I feel like I'm going to break. I have so many emotions swimming around in my head now and I'm not really sure what to do with all of them.
I'm really looking forward to our next adventure. I'm excited to move and I'm reeaallly excited to find a place to call home. Coming into this, we thought we'd only be "homeless" for a couple of months. When it's all said and done it will be a year.
I feel like we've had to put our entire lives on hold for that year. I feel like we haven't been a real married couple and a real family. It's hard to have any conversation without someone seemingly hanging on your every word. It's hard to get into a routine when you have to follow the one already set by the household. It's hard to be yourself sometimes even when it is just family around.
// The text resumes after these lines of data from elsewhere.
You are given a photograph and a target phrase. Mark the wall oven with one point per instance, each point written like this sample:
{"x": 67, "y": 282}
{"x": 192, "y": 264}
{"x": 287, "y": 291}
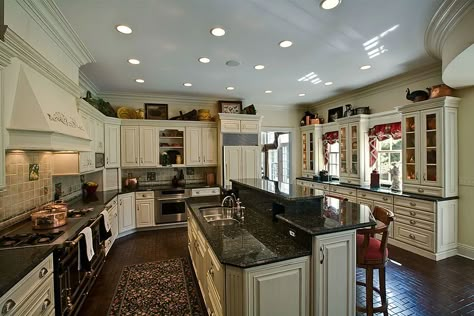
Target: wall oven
{"x": 170, "y": 205}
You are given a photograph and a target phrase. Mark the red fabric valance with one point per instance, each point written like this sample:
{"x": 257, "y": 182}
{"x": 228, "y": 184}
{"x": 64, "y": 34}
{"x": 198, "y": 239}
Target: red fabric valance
{"x": 382, "y": 132}
{"x": 329, "y": 138}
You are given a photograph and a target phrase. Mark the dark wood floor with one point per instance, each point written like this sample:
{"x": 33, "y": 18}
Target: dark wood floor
{"x": 418, "y": 286}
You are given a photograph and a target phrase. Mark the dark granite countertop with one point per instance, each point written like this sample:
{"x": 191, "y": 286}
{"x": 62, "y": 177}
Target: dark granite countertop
{"x": 382, "y": 189}
{"x": 16, "y": 263}
{"x": 254, "y": 242}
{"x": 286, "y": 191}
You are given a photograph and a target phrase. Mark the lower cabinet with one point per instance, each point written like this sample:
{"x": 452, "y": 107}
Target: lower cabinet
{"x": 126, "y": 212}
{"x": 333, "y": 267}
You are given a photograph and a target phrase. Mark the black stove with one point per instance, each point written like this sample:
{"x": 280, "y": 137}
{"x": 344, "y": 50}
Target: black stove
{"x": 28, "y": 239}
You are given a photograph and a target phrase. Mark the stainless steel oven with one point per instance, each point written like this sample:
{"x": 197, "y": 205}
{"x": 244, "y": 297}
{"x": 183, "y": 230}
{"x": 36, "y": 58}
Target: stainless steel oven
{"x": 170, "y": 205}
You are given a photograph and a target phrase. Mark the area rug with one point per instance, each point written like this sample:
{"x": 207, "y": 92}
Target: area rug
{"x": 157, "y": 288}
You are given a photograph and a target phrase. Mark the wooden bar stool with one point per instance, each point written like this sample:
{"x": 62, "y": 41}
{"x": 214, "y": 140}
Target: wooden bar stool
{"x": 372, "y": 253}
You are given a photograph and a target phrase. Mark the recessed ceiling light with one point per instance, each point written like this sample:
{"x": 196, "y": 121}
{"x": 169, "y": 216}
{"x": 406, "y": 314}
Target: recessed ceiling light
{"x": 329, "y": 4}
{"x": 204, "y": 60}
{"x": 217, "y": 31}
{"x": 285, "y": 44}
{"x": 124, "y": 29}
{"x": 134, "y": 61}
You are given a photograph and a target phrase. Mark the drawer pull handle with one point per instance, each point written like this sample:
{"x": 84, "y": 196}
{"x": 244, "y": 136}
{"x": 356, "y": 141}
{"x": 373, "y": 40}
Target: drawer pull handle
{"x": 45, "y": 305}
{"x": 43, "y": 272}
{"x": 8, "y": 306}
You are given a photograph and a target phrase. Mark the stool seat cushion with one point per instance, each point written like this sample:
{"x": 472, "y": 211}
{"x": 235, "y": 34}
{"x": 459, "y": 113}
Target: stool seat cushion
{"x": 373, "y": 249}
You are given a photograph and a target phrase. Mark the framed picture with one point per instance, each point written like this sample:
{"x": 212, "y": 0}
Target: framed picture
{"x": 233, "y": 107}
{"x": 334, "y": 114}
{"x": 155, "y": 111}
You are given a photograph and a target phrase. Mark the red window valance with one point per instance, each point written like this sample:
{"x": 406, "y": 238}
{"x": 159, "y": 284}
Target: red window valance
{"x": 329, "y": 138}
{"x": 382, "y": 132}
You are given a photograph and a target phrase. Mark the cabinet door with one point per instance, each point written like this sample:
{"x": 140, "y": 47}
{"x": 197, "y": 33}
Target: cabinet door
{"x": 431, "y": 147}
{"x": 148, "y": 146}
{"x": 334, "y": 274}
{"x": 209, "y": 146}
{"x": 130, "y": 144}
{"x": 112, "y": 146}
{"x": 411, "y": 148}
{"x": 193, "y": 146}
{"x": 232, "y": 163}
{"x": 145, "y": 212}
{"x": 250, "y": 165}
{"x": 126, "y": 212}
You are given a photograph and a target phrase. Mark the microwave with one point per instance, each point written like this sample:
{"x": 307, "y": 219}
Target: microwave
{"x": 99, "y": 160}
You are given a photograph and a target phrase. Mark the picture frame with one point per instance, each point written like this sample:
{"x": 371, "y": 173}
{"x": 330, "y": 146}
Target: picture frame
{"x": 155, "y": 111}
{"x": 233, "y": 107}
{"x": 335, "y": 113}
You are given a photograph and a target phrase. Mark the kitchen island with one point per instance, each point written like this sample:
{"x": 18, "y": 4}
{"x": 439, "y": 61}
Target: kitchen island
{"x": 292, "y": 254}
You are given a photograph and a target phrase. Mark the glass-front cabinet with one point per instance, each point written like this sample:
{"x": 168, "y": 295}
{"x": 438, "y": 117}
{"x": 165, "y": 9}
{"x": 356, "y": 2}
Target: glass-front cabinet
{"x": 430, "y": 147}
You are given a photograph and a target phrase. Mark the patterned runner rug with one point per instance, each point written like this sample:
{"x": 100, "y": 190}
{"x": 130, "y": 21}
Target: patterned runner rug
{"x": 157, "y": 288}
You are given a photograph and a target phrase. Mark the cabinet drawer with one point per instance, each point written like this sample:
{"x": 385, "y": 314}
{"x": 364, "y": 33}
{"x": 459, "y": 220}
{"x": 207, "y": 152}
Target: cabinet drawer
{"x": 144, "y": 195}
{"x": 414, "y": 214}
{"x": 249, "y": 126}
{"x": 414, "y": 236}
{"x": 41, "y": 302}
{"x": 415, "y": 204}
{"x": 415, "y": 223}
{"x": 205, "y": 192}
{"x": 378, "y": 197}
{"x": 22, "y": 291}
{"x": 230, "y": 126}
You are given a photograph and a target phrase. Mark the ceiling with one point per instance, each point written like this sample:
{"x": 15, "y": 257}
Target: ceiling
{"x": 170, "y": 35}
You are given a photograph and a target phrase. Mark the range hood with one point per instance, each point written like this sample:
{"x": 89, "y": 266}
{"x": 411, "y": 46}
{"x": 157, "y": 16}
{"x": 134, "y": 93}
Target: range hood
{"x": 44, "y": 117}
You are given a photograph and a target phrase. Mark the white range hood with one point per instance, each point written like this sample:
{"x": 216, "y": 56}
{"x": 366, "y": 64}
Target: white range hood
{"x": 44, "y": 117}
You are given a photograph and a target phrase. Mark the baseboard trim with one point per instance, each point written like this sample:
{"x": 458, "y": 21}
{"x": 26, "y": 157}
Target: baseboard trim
{"x": 466, "y": 251}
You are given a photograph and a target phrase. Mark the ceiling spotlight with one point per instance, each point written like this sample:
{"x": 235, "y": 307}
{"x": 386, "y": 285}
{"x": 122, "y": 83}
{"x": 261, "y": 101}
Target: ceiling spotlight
{"x": 134, "y": 61}
{"x": 285, "y": 44}
{"x": 217, "y": 31}
{"x": 330, "y": 4}
{"x": 124, "y": 29}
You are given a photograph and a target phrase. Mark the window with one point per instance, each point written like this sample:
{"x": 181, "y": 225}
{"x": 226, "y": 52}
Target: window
{"x": 389, "y": 153}
{"x": 333, "y": 163}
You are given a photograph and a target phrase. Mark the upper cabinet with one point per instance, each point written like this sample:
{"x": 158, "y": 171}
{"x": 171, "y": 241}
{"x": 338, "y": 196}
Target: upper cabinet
{"x": 430, "y": 147}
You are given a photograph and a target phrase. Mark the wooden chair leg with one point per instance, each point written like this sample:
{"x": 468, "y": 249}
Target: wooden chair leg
{"x": 383, "y": 291}
{"x": 370, "y": 291}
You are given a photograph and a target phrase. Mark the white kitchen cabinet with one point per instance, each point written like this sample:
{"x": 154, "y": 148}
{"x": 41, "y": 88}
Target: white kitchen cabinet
{"x": 126, "y": 211}
{"x": 334, "y": 280}
{"x": 430, "y": 147}
{"x": 241, "y": 162}
{"x": 201, "y": 146}
{"x": 112, "y": 146}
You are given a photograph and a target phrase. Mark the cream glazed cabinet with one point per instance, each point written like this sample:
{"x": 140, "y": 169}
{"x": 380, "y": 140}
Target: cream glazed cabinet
{"x": 430, "y": 147}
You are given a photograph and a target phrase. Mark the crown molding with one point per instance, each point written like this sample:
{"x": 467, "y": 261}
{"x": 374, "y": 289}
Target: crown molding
{"x": 48, "y": 16}
{"x": 19, "y": 48}
{"x": 385, "y": 85}
{"x": 448, "y": 15}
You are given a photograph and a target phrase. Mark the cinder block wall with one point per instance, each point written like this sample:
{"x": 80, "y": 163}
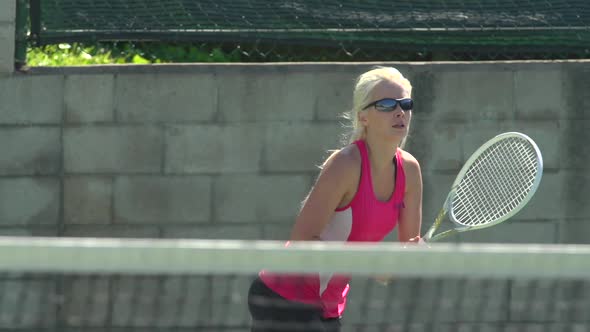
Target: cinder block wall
{"x": 230, "y": 151}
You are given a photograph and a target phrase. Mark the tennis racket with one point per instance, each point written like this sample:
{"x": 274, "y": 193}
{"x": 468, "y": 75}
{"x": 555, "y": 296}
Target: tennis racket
{"x": 496, "y": 182}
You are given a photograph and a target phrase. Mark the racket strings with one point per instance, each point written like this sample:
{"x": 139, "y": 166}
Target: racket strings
{"x": 498, "y": 176}
{"x": 496, "y": 183}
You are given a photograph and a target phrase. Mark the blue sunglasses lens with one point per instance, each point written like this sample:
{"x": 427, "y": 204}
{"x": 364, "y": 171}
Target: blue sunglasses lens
{"x": 388, "y": 105}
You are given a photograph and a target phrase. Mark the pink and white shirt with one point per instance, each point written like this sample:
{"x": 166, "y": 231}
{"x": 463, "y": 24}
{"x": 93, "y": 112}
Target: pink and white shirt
{"x": 365, "y": 219}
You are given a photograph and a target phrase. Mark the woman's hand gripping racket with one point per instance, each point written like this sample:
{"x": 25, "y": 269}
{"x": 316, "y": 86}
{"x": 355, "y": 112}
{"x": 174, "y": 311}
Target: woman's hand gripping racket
{"x": 494, "y": 184}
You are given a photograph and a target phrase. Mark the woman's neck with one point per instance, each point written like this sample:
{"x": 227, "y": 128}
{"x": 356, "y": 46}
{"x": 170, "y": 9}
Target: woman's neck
{"x": 381, "y": 152}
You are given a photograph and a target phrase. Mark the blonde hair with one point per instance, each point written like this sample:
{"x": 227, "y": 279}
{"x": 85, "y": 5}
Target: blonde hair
{"x": 363, "y": 90}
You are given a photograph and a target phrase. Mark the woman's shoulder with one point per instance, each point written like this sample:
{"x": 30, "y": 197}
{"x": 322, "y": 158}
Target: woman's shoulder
{"x": 346, "y": 160}
{"x": 410, "y": 163}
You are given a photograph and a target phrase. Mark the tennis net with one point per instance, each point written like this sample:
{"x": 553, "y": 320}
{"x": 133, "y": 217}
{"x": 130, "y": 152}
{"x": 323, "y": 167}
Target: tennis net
{"x": 73, "y": 284}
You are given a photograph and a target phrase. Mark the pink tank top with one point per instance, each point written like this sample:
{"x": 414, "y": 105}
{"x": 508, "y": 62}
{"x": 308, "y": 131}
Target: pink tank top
{"x": 365, "y": 219}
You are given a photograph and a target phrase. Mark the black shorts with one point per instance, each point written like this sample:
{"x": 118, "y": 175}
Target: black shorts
{"x": 272, "y": 313}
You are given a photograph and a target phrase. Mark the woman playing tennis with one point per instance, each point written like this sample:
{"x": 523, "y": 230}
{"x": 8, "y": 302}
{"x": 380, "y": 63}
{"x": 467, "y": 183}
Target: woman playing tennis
{"x": 362, "y": 193}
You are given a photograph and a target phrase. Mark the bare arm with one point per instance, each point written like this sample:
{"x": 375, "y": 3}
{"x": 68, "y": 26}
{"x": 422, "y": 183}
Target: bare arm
{"x": 411, "y": 216}
{"x": 333, "y": 183}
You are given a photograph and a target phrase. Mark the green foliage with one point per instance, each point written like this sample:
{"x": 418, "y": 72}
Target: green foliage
{"x": 119, "y": 53}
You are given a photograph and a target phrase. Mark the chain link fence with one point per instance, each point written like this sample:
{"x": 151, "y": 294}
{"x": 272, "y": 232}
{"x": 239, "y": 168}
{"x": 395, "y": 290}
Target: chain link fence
{"x": 327, "y": 30}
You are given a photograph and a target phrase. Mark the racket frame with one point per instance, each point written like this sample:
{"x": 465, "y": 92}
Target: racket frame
{"x": 447, "y": 206}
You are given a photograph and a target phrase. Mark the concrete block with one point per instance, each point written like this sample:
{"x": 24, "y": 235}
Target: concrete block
{"x": 28, "y": 304}
{"x": 484, "y": 95}
{"x": 31, "y": 99}
{"x": 267, "y": 96}
{"x": 437, "y": 146}
{"x": 299, "y": 147}
{"x": 115, "y": 231}
{"x": 333, "y": 94}
{"x": 574, "y": 195}
{"x": 165, "y": 97}
{"x": 8, "y": 47}
{"x": 577, "y": 91}
{"x": 29, "y": 201}
{"x": 548, "y": 135}
{"x": 234, "y": 148}
{"x": 539, "y": 93}
{"x": 30, "y": 150}
{"x": 26, "y": 231}
{"x": 547, "y": 203}
{"x": 161, "y": 302}
{"x": 113, "y": 149}
{"x": 89, "y": 98}
{"x": 86, "y": 301}
{"x": 88, "y": 200}
{"x": 223, "y": 232}
{"x": 162, "y": 200}
{"x": 575, "y": 150}
{"x": 259, "y": 199}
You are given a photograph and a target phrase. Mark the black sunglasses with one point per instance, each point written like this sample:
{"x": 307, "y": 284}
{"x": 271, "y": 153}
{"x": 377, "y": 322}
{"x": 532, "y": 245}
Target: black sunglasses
{"x": 389, "y": 104}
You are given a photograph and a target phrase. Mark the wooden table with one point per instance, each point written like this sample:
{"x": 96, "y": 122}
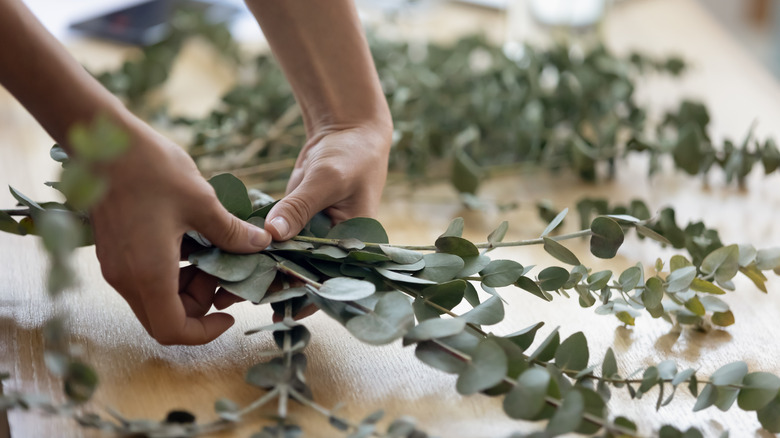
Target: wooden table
{"x": 145, "y": 380}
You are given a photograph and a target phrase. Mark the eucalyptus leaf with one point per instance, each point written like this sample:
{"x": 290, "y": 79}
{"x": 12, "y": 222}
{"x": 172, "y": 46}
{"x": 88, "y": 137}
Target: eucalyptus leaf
{"x": 488, "y": 367}
{"x": 435, "y": 328}
{"x": 254, "y": 287}
{"x": 758, "y": 390}
{"x": 232, "y": 194}
{"x": 497, "y": 235}
{"x": 606, "y": 237}
{"x": 490, "y": 312}
{"x": 225, "y": 266}
{"x": 401, "y": 256}
{"x": 361, "y": 228}
{"x": 438, "y": 357}
{"x": 390, "y": 320}
{"x": 456, "y": 245}
{"x": 560, "y": 252}
{"x": 441, "y": 267}
{"x": 555, "y": 222}
{"x": 572, "y": 354}
{"x": 527, "y": 398}
{"x": 346, "y": 289}
{"x": 499, "y": 273}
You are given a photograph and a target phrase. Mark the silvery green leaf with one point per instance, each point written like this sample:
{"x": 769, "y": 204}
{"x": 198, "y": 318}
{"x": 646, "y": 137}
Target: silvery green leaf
{"x": 488, "y": 367}
{"x": 346, "y": 289}
{"x": 390, "y": 320}
{"x": 411, "y": 267}
{"x": 441, "y": 267}
{"x": 606, "y": 237}
{"x": 758, "y": 390}
{"x": 747, "y": 254}
{"x": 490, "y": 312}
{"x": 361, "y": 228}
{"x": 730, "y": 374}
{"x": 473, "y": 265}
{"x": 499, "y": 273}
{"x": 401, "y": 256}
{"x": 572, "y": 354}
{"x": 396, "y": 276}
{"x": 438, "y": 357}
{"x": 284, "y": 295}
{"x": 254, "y": 287}
{"x": 330, "y": 251}
{"x": 497, "y": 235}
{"x": 434, "y": 329}
{"x": 455, "y": 228}
{"x": 456, "y": 245}
{"x": 680, "y": 279}
{"x": 767, "y": 259}
{"x": 232, "y": 194}
{"x": 527, "y": 398}
{"x": 555, "y": 222}
{"x": 723, "y": 263}
{"x": 568, "y": 416}
{"x": 560, "y": 252}
{"x": 225, "y": 266}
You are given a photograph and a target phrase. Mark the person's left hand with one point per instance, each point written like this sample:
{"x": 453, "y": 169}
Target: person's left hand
{"x": 341, "y": 172}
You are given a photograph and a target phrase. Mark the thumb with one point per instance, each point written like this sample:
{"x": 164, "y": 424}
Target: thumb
{"x": 229, "y": 232}
{"x": 294, "y": 211}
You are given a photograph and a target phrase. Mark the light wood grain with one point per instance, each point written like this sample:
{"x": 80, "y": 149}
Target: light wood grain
{"x": 143, "y": 379}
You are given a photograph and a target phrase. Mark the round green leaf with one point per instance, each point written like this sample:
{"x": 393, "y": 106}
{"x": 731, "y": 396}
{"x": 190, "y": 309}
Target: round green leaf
{"x": 527, "y": 398}
{"x": 488, "y": 367}
{"x": 346, "y": 289}
{"x": 361, "y": 228}
{"x": 606, "y": 238}
{"x": 232, "y": 194}
{"x": 225, "y": 266}
{"x": 390, "y": 319}
{"x": 435, "y": 328}
{"x": 441, "y": 267}
{"x": 559, "y": 251}
{"x": 553, "y": 278}
{"x": 572, "y": 354}
{"x": 758, "y": 390}
{"x": 500, "y": 273}
{"x": 254, "y": 287}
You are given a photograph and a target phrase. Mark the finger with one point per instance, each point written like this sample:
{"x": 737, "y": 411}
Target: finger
{"x": 227, "y": 231}
{"x": 168, "y": 320}
{"x": 224, "y": 299}
{"x": 316, "y": 192}
{"x": 303, "y": 313}
{"x": 196, "y": 291}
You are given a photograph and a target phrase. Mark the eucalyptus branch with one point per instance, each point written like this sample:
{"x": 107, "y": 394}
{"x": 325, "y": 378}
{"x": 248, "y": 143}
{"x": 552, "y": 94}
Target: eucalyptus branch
{"x": 483, "y": 245}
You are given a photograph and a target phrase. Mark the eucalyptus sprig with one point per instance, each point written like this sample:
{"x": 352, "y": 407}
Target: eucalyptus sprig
{"x": 382, "y": 292}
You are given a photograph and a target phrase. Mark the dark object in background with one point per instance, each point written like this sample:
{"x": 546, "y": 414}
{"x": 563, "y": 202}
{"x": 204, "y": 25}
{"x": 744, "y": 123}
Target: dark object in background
{"x": 147, "y": 23}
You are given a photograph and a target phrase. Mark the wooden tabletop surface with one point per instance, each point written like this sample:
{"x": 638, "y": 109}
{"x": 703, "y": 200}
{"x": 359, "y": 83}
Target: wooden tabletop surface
{"x": 145, "y": 380}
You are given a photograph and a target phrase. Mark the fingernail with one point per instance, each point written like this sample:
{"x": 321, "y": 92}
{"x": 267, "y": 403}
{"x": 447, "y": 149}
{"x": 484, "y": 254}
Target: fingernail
{"x": 281, "y": 226}
{"x": 259, "y": 237}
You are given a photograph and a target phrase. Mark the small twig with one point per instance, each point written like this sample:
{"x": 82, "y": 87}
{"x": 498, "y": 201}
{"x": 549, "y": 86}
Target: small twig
{"x": 488, "y": 245}
{"x": 286, "y": 119}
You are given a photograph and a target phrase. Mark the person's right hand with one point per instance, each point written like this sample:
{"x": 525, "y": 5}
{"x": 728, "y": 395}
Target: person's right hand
{"x": 155, "y": 195}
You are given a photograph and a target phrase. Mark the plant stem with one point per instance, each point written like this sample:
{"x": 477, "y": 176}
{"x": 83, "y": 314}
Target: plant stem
{"x": 484, "y": 245}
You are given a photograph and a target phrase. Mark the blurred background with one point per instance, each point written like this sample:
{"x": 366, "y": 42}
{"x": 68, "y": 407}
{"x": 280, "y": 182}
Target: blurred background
{"x": 755, "y": 24}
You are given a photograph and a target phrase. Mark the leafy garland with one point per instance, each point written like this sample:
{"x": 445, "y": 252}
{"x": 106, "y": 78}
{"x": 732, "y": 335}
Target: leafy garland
{"x": 382, "y": 292}
{"x": 561, "y": 104}
{"x": 557, "y": 107}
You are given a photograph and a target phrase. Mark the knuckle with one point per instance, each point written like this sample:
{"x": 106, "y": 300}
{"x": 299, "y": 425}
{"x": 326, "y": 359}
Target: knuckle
{"x": 299, "y": 210}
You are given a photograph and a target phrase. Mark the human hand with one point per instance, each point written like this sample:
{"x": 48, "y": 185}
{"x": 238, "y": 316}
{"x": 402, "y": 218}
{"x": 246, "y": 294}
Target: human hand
{"x": 155, "y": 195}
{"x": 340, "y": 171}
I feel like I'm going to go nuts over the money issue. Overall, we've done really well. We've basically lived off of our savings and extra money we earned from moving for this year. We're at the point where that money is almost gone and I'm worried how we're going to make it through September, let alone set up a new home. On one hand, I am thankful that we really beefed up our savings when we had the opportunity. On the other, I am just raging mad that that money is gone. We had a decent down payment saved. It's gone.
I want to have a wonderful birthday for Alex, even though I know he doesn't know the difference. I don't want him to have to go without. I think any parent can relate to that. That goes for just about everything, not just birthday parties.
I feel like I'm being taken advantage of too. I am constantly cleaning up other people's messes and washing other people's clothes. It gives me something to do but I hate that it feels like it's expected. Is it so hard to take the trash out or wipe the counter off after you make breakfast or lunch for yourself? I only wish I could be a fly on the wall after we leave. Then, and only then, will everyone realize just how good they had it.
I'm bubbling with excitement, sad that Chris is leaving, worried about money, frustrated with our situation and hurt by my family. I wish that is was all just a dream and I'd wake up tomorrow in our new home.
2 comments:
((HUGS)) I also know what it is like to crack and feel the weight of the world! Hang in there, you will get through this!!
We will hopefully be coming home soon and I would love to meet up with you and catch up!!! Maybe Alex and Kylie will actually interact a little better!! : )
UGH. I seriously can't imagine what you are going through. Actually I can, and homicide comes to mind. I would not be able to live with his parents, and It would be difficult to even live with my dad, who is really cool about stuff.
I CAN relate to the money issue. It sucks, and I totally understand what you are going through. We had a nice nest egg, and the triplets ate it. Literally.
(((HUGS))) Just think...SOON you will have your own place again!!!